Beating PyTorch with Rust and 180 Lines of Assembly
Can you beat PyTorch on its own turf with Rust and 180 lines of assembly? When inference is M=1, cache decides everything.
The Initial Wall
While working on a GPT-2 implementation in Rust on Apple Silicon, the result is brutal: even optimized, the Rust version remains slower than PyTorch + Accelerate. Industrial BLAS libraries are excellent, and that is expected.
But frameworks like PyTorch are generalists. Token-by-token inference is anything but a general case.
Exploring the Memory Hierarchy
After years of work on CPU optimization, SIMD instructions and memory hierarchy, the same question keeps coming back: how to improve LLM inference in very specific cases, especially locally?
The approach starts simple: a GPT-2 engine in numpy. Feel where the cost lies. Observe. Measure. Thanks to the work of Karpathy and Raschka, it is a real pleasure.
The Problem Is Not Compute
What clearly emerges:
- The problem is not compute power
- It is cache management
- Token-by-token inference is memory-bound, not compute-bound
The K-outer Pattern in Assembly
By rewriting the kernels in ARM64 NEON f16 assembly, with a specialized "K-outer" pattern, the result is spectacular: 156.9 tokens/s on GPT-2 Small.
That is 3x faster than PyTorch on the same machine.

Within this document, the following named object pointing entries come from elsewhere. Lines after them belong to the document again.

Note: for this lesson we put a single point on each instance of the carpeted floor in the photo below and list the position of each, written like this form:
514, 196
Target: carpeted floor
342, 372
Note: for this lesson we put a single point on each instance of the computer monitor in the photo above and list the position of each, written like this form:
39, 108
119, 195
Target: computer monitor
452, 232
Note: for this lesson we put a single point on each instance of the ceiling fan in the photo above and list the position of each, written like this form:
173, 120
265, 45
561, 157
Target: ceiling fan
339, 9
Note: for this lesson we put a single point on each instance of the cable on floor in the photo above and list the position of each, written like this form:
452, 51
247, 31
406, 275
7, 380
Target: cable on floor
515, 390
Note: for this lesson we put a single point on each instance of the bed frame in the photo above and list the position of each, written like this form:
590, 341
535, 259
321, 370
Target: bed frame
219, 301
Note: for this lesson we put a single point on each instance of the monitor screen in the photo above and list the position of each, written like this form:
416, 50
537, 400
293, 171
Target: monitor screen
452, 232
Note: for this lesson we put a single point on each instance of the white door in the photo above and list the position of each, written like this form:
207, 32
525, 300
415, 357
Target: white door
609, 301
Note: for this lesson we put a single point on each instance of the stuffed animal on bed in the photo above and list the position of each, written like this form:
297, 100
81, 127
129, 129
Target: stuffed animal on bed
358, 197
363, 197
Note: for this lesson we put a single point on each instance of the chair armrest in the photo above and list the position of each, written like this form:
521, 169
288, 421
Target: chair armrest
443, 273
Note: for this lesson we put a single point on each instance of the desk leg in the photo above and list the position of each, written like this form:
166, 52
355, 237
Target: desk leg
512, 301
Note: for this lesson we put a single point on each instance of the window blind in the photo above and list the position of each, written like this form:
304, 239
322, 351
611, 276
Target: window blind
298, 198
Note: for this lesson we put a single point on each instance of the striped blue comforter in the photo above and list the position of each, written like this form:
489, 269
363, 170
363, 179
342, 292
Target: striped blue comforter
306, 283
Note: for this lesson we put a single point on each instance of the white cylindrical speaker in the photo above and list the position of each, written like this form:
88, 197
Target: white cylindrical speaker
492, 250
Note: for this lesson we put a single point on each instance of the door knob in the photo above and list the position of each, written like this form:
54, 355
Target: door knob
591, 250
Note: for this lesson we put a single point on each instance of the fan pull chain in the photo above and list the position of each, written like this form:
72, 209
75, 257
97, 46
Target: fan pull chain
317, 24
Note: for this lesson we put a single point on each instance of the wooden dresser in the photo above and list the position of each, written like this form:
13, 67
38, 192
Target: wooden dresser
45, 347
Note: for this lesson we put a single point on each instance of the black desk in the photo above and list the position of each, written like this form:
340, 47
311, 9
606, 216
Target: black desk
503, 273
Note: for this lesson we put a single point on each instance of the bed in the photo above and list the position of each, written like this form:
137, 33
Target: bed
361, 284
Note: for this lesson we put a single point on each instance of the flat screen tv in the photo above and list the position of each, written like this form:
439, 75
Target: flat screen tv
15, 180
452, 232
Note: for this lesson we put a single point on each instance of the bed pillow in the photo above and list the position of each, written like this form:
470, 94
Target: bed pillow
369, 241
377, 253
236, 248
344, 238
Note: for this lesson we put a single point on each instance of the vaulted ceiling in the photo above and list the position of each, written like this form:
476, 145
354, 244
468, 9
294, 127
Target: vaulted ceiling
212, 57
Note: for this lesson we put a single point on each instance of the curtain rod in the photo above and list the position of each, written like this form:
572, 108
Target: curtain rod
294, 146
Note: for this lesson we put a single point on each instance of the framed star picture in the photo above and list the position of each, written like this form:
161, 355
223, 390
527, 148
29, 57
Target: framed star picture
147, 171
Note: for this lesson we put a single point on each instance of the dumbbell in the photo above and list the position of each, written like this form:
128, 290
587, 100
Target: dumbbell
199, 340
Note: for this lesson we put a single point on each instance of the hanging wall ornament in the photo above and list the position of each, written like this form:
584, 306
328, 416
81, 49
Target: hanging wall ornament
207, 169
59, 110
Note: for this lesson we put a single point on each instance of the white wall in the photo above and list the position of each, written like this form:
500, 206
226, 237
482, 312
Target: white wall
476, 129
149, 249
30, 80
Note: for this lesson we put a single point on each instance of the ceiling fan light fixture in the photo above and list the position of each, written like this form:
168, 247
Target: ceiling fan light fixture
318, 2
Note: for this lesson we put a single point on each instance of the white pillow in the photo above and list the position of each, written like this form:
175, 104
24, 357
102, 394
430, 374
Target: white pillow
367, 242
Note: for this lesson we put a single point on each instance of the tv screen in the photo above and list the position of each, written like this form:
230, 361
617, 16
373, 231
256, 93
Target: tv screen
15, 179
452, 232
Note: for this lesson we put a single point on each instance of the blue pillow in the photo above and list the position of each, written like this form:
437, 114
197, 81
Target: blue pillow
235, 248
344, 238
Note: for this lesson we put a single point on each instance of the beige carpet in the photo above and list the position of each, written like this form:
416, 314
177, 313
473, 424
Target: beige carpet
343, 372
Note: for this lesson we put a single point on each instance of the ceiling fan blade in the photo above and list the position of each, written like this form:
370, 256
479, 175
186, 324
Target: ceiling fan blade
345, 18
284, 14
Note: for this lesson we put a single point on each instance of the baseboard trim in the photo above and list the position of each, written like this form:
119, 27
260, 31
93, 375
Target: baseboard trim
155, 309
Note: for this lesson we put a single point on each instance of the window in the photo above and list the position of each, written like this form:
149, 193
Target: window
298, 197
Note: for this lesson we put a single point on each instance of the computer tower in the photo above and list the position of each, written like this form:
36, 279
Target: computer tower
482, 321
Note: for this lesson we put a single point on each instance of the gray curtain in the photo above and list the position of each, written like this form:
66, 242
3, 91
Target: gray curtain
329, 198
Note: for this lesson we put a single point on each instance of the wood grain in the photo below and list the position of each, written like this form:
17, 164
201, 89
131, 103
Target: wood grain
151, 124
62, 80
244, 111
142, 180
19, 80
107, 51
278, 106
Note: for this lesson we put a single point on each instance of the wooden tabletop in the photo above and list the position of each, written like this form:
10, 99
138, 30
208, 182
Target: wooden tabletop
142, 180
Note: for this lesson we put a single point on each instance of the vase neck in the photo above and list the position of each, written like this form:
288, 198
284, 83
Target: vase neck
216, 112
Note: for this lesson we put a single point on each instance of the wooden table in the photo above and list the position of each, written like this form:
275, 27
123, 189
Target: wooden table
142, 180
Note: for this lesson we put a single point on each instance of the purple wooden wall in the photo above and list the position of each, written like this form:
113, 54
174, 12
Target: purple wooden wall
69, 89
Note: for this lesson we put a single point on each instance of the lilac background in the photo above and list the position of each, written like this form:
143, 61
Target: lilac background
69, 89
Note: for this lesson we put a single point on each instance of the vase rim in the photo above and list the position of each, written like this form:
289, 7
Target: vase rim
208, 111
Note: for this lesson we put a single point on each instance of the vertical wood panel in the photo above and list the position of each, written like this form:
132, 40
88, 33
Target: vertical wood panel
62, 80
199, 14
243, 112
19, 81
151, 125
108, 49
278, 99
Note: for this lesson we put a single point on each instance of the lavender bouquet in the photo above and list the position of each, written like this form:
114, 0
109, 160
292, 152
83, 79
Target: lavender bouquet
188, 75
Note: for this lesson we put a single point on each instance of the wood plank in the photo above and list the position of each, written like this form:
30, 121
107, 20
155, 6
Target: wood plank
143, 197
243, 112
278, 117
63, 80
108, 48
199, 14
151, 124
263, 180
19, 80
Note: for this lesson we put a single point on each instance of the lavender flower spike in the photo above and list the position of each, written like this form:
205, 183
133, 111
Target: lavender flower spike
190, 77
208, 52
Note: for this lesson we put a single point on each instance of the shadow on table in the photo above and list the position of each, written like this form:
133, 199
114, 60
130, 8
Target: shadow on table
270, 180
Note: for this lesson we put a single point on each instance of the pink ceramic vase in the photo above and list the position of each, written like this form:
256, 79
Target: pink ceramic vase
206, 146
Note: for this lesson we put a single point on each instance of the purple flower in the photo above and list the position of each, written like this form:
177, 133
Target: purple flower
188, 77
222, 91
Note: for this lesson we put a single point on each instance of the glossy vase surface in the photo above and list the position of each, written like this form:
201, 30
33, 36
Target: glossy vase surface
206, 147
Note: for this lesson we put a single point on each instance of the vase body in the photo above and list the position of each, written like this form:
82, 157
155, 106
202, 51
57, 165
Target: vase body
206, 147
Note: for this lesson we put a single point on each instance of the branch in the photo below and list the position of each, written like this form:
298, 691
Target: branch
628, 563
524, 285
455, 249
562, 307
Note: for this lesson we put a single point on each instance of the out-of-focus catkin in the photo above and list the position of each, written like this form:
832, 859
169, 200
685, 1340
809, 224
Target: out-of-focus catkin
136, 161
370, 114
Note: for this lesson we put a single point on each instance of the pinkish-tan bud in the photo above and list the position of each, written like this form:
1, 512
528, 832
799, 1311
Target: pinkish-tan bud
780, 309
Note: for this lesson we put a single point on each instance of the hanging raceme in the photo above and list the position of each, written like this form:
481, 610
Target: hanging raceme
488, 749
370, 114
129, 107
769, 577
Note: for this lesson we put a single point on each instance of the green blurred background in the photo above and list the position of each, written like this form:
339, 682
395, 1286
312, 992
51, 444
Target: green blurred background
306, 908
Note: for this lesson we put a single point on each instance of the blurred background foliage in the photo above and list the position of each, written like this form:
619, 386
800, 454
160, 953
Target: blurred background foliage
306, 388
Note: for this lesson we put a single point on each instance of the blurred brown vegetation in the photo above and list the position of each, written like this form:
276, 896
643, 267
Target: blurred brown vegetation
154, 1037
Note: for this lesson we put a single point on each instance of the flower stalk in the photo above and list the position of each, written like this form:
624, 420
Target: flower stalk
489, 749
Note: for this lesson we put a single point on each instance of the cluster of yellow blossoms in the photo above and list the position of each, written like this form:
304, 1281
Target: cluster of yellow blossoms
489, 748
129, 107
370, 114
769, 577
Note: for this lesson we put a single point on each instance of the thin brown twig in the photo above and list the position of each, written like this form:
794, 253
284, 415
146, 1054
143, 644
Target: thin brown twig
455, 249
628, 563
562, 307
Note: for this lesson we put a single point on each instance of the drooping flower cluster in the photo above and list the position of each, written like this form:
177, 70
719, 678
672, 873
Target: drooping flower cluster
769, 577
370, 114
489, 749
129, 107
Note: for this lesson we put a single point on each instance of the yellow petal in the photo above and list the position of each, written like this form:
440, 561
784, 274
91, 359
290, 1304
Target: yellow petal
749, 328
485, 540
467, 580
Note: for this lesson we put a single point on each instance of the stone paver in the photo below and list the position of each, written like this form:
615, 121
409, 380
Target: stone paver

Benchmarks on Apple Silicon M3:
| Model | PyTorch (tok/s) | Rust V3 (tok/s) | Speedup |
|---|---|---|---|
| GPT-2 Small | 53 | 156.9 | 3.0x |
| GPT-2 Medium | 22 | 59.3 | 2.7x |
| GPT-2 Large | 13 | 29.1 | 2.2x |
| GPT-2 XL | 7.7 | 16.2 | 2.1x |
What Comes Next?
Today, a Qwen3-VL-30B-A3B already runs on an inference engine in Rust and assembly. And there are many avenues left to explore: Metal, Vulkan, AVX512...
GEMV specialization versus GEMM generalization, native f16 on NEON as a powerful weapon for edge inference: if there is one takeaway, it is that understanding your hardware changes the problem entirely.